Une politique qui va à l’encontre de l’ambition numérique camerounaise
Les autorités camerounaises multiplient les annonces sur la transformation digitale, l’économie numérique et la connectivité. Pourtant, la décision de taxer les téléphones portables à hauteur de 33,33% de leur valeur administrative crée une fracture entre ces discours et la réalité vécue par les citoyens.
Entre 1 670 FCFA pour un appareil d’entrée de gamme et 135 000 FCFA pour un smartphone haut de gamme, cette taxe s’applique dès l’acquisition d’un téléphone, quel que soit son usage. Ce n’est pas une mesure technique, c’est un frein brutal à l’inclusion numérique dans un pays où le revenu moyen ne permet pas toujours d’absorber ce type de surcoût.
Le téléphone portable, un outil vital pour des millions de Camerounais
Le smartphone n’est pas un gadget pour la majorité des Camerounais. Il représente bien plus :
- Pour l’étudiant, c’est l’accès aux cours en ligne et aux ressources pédagogiques
- Pour le commerçant, c’est l’outil de paiement via Mobile Money et la gestion de son activité
- Pour l’agriculteur, c’est la consultation des prix du marché et l’accès aux informations agricoles
- Pour l’artisan, c’est la prospection de clients sur les réseaux sociaux
- Pour le travailleur informel, c’est l’accès aux services publics dématérialisés
Taxer un outil aussi essentiel, c’est facturer l’accès à l’économie numérique que l’État prétend construire. C’est créer une exclusion numérique organisée dans un pays où la connectivité devrait être un droit, pas un privilège.

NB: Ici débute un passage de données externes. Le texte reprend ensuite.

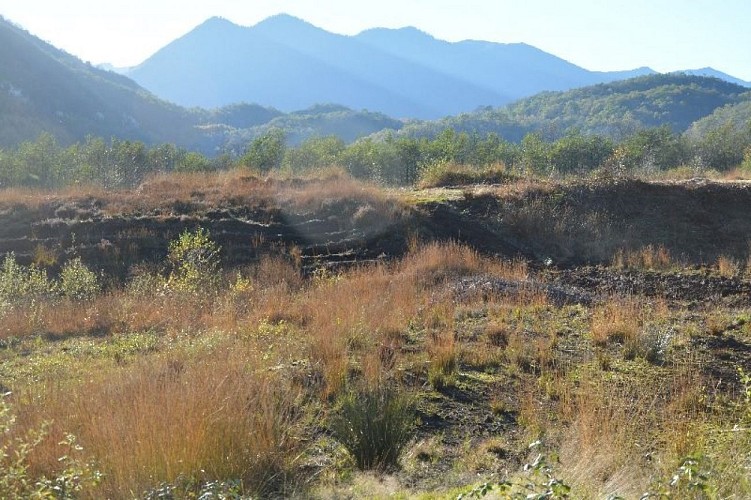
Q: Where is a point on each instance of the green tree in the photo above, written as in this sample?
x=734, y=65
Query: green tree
x=266, y=152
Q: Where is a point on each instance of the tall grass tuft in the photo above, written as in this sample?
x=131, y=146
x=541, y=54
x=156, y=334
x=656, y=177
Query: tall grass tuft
x=374, y=425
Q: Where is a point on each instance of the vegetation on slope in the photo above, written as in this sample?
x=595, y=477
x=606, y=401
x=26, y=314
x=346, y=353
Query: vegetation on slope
x=166, y=378
x=616, y=110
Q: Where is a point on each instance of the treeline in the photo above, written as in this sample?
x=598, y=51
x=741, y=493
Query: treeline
x=393, y=160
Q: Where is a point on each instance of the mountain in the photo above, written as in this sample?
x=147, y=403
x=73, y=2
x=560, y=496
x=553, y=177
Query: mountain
x=731, y=117
x=320, y=120
x=613, y=109
x=43, y=89
x=717, y=74
x=289, y=64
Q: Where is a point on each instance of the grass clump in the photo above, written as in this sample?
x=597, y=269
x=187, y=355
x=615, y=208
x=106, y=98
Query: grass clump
x=444, y=174
x=374, y=425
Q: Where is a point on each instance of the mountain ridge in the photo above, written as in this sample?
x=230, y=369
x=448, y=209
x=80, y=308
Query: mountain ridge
x=288, y=63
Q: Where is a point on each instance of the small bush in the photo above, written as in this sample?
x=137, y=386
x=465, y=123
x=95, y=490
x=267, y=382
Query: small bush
x=374, y=425
x=77, y=282
x=16, y=479
x=194, y=258
x=22, y=285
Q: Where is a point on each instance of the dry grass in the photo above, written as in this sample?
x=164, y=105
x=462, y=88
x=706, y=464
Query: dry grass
x=163, y=191
x=619, y=320
x=236, y=375
x=648, y=257
x=166, y=418
x=728, y=267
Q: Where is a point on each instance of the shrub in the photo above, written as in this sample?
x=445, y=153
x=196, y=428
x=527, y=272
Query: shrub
x=21, y=285
x=16, y=479
x=374, y=425
x=78, y=282
x=194, y=259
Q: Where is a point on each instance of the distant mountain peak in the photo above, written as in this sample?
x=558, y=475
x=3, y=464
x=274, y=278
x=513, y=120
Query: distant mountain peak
x=216, y=22
x=282, y=21
x=406, y=31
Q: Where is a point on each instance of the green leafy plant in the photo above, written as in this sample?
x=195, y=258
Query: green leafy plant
x=15, y=451
x=540, y=483
x=194, y=259
x=78, y=282
x=374, y=425
x=21, y=285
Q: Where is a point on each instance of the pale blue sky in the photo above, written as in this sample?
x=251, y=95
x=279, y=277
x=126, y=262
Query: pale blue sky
x=666, y=35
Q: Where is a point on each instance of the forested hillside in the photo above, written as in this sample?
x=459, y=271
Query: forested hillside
x=615, y=109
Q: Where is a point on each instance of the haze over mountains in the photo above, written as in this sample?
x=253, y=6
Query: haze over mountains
x=328, y=79
x=289, y=64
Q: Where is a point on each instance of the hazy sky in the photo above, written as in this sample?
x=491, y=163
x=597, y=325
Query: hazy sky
x=665, y=35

Un État qui taxe sans alternative industrielle
La mesure devient encore plus contestable lorsqu’on examine le contexte industriel camerounais. Le pays ne dispose d’aucune industrie de fabrication ou d’assemblage de téléphones. Aucune alternative locale n’est en développement. Les Camerounais sont donc condamnés à importer ces appareils, puis à payer une taxe pour les utiliser.
Quand un État taxe des importations pour protéger une industrie locale, la logique est discutable mais compréhensible. Quand il taxe sans aucune industrie de substitution, sans vision industrielle claire, il ne protège rien : il ponctionne simplement les ressources d’une population déjà en difficulté.
Et demain, ce sera quoi ? Les ordinateurs portables dans le collimateur ?
Cette logique fiscale inquiétante pourrait s’étendre à d’autres équipements numériques. Après les téléphones, quels seront les prochains appareils concernés ? Les ordinateurs portables ? Les équipements de bureau ? Jusqu’où ira cette trajectoire ?
Chaque nouveau prélèvement creusera un peu plus la fracture numérique entre ceux qui peuvent se connecter et ceux qui en sont exclus. Un téléphone portable, outil de base accessible au plus grand nombre, taxé à 33,33%, laisse présager un avenir où même les ordinateurs pourraient subir le même sort.
Le Cameroun s’éloigne de la tendance mondiale
Partout en Afrique, les pays qui réussissent leur transition numérique le font en connectant le maximum de citoyens et en réduisant le coût d’accès aux outils technologiques. Le Cameroun, lui, choisit une voie inverse : rendre le numérique plus cher, donc moins accessible.
Un citoyen connecté est un citoyen productif. Une population connectée est une économie compétitive. Cette réalité est documentée dans tous les rapports sur le développement numérique en Afrique. Rendre le téléphone portable plus cher, c’est rendre le Cameroun moins compétitif.
Si demain, c’est l’ordinateur portable qui est taxé, ce sera tout simplement renoncer à l’avenir. La connectivité doit être un levier de développement, pas une source de revenus fiscaux.